Types of financial data

Fundamental data

Financial fundamental data, also called financial statements data, balance sheet data, or corporate finance data, conveys information about firms’ structures, operations, and performance.

Market data

Market data includes price and related information for financial instruments traded on market venues such as the New York Stock Exchange (NYSE) or in off-exchange OTC markets.

Transaction data

A financial transaction is a legal agreement between two or more parties to exchange financial securities, services, goods, risks, or commodities in return for money.

Generally speaking, a financial transaction can be characterized by at least five elements: transaction specifications, transaction parties, initiation date, settlement date, and settlement method.

Analytics data

This type of data is often derived from other types of data such as fundamental, market, and transaction data. This data is typically computed using simple formulas, statistical models, machine learning techniques, and financial theories

Examples:

news and market sentiment (novelty, score, relevance, impact)
financial risk measures (value at risk, option Greeks, bond duration, implied volatility)
market indexes (MSCI, Global Indexes),
ESG scores
others

Alternative data

Alternative data refers to nontraditional datasets used for financial analysis, investment, or forecasting, including sources like news, social media, satellite images, patents, and consumer behavior.
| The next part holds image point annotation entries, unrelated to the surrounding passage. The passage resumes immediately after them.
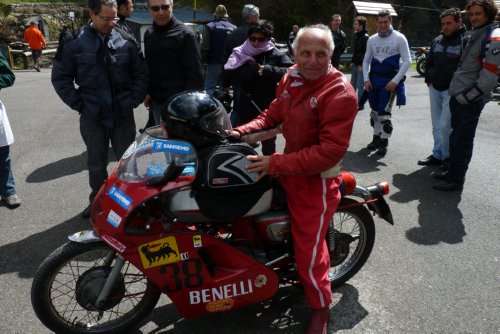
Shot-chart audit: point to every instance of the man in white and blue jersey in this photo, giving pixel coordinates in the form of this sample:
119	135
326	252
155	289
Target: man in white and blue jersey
384	77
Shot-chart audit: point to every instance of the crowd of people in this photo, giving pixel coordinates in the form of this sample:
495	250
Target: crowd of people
103	75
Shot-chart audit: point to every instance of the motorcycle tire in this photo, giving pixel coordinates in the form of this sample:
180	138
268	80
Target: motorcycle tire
421	66
353	231
68	281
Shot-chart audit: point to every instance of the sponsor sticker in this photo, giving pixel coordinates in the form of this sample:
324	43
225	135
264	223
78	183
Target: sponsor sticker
220	305
159	252
313	102
197	241
129	150
171	146
118	246
221	293
119	197
260	281
222	180
114	219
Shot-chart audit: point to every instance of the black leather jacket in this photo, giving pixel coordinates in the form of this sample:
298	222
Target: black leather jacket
112	78
173	58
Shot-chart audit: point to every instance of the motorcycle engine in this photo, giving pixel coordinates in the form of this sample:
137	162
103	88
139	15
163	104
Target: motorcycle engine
274	227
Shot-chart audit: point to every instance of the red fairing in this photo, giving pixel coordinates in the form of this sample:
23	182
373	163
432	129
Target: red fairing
199	273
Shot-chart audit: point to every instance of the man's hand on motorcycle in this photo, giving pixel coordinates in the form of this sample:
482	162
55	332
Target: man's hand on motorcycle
391	86
259	164
368	86
233	134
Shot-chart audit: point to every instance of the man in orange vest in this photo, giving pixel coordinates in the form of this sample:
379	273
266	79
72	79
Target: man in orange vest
35	39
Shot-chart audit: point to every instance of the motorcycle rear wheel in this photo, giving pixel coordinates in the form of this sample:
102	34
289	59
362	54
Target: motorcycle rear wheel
354	232
63	282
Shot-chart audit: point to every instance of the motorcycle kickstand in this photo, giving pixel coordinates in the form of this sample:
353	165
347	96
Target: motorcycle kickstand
106	289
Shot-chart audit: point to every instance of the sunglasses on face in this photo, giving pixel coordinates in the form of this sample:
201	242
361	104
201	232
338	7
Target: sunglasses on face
257	39
162	7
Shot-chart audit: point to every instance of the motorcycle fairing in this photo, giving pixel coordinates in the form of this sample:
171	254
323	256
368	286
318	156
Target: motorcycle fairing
198	272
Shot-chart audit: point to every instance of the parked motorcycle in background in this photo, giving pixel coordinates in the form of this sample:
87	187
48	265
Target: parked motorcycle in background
196	227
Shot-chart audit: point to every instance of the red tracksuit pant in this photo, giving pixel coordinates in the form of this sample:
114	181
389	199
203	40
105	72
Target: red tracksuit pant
312	201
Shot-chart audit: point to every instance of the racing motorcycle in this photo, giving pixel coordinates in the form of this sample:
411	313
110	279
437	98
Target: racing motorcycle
195	226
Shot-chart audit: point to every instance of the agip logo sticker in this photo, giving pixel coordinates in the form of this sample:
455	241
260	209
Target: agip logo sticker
159	252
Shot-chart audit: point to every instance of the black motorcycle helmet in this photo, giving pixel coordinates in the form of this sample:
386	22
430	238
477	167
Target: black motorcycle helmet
196	117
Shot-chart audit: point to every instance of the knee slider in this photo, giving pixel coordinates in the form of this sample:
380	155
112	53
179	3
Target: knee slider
373	118
387	126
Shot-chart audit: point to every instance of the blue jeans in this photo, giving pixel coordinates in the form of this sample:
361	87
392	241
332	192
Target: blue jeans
212	75
97	137
441	122
7	183
357	81
464	120
156	108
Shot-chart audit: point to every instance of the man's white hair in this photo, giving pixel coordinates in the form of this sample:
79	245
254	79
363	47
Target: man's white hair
327	31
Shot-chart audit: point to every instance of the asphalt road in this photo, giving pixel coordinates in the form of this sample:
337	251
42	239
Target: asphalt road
436	271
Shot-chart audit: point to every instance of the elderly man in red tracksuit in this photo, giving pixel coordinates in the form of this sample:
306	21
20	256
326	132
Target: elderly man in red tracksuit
315	107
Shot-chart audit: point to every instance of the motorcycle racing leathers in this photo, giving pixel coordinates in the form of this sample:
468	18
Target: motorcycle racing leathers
316	118
381	65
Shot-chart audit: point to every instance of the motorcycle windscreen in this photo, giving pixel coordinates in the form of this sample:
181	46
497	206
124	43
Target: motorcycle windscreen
150	155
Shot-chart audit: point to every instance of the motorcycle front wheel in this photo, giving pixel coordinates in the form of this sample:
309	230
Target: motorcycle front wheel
67	283
350	238
421	66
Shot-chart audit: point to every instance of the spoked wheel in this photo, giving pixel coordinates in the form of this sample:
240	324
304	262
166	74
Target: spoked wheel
421	66
67	283
350	239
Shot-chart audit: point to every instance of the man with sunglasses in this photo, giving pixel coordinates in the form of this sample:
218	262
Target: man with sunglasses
102	76
172	55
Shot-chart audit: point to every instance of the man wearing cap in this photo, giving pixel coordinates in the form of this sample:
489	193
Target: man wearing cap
35	39
212	47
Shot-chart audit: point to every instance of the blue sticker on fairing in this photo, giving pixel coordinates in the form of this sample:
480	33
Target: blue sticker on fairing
171	146
119	197
114	219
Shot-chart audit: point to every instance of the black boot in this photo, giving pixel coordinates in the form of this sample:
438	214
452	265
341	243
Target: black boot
382	148
374	144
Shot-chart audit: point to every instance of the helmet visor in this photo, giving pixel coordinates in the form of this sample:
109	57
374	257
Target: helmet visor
217	123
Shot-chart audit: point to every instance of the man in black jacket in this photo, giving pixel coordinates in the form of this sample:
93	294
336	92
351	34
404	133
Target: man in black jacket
442	62
102	76
358	54
212	47
172	55
338	39
238	36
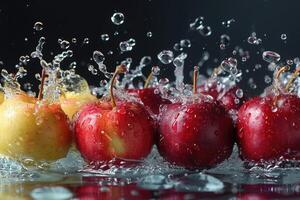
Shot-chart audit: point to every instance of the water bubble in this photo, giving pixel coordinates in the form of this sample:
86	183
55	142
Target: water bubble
64	44
185	43
222	46
105	37
146	60
155	70
290	62
166	56
98	57
38	26
117	18
179	60
74	40
228	23
164	81
58	193
257	66
37	76
92	69
127	45
267	79
229	64
39	48
271	56
239	93
283	36
251	83
225	39
177	47
86	41
252	39
205	31
197	23
149	34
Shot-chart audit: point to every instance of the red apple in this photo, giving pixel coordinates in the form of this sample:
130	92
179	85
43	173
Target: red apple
118	129
151	98
267	131
198	134
227	97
Unlike conventional financial data, alternative data is often unstructured, lacking standard identifiers, and may be incomplete or biased.

The key advantage of alternative data is its novelty and diversity, which can provide a competitive edge in portfolio analysis. However, challenges include the need for significant investment in data structuring and the potential for biases that are difficult to detect.

Reference data

Alternative data encompasses nontraditional datasets used for financial analysis, investment, or forecasting, which do not originate from conventional financial contexts like trading or corporate finance. Examples include news articles, social media posts, satellite imagery, patents, Google trends, and consumer behavior insights. These datasets can be sourced from data vendors or public repositories.

The main advantage of alternative data lies in its novelty and diversity, offering financial institutions the potential for a competitive edge in portfolio analysis and decision-making. For example, satellite image data can predict financial performance by analyzing the number of cars in company parking lots.

However, working with alternative data presents challenges, such as its often unstructured format, which requires substantial investment to organize and analyze. Additionally, alternative datasets frequently lack standardized identifiers, may be incomplete or imbalanced, and can contain biases that are difficult to identify. Thus, while alternative data can enhance financial analysis, it necessitates careful handling and expertise to unlock its full potential.

Entity data

Entity data provides information about corporate entities and their characteristics, often used in conjunction with reference data for deeper insights. Key elements of entity data include company name, identifiers, year of establishment, legal form, ownership structure, sector classification, associated individuals, credit ratings, ESG scores, risk exposures, and major corporate events.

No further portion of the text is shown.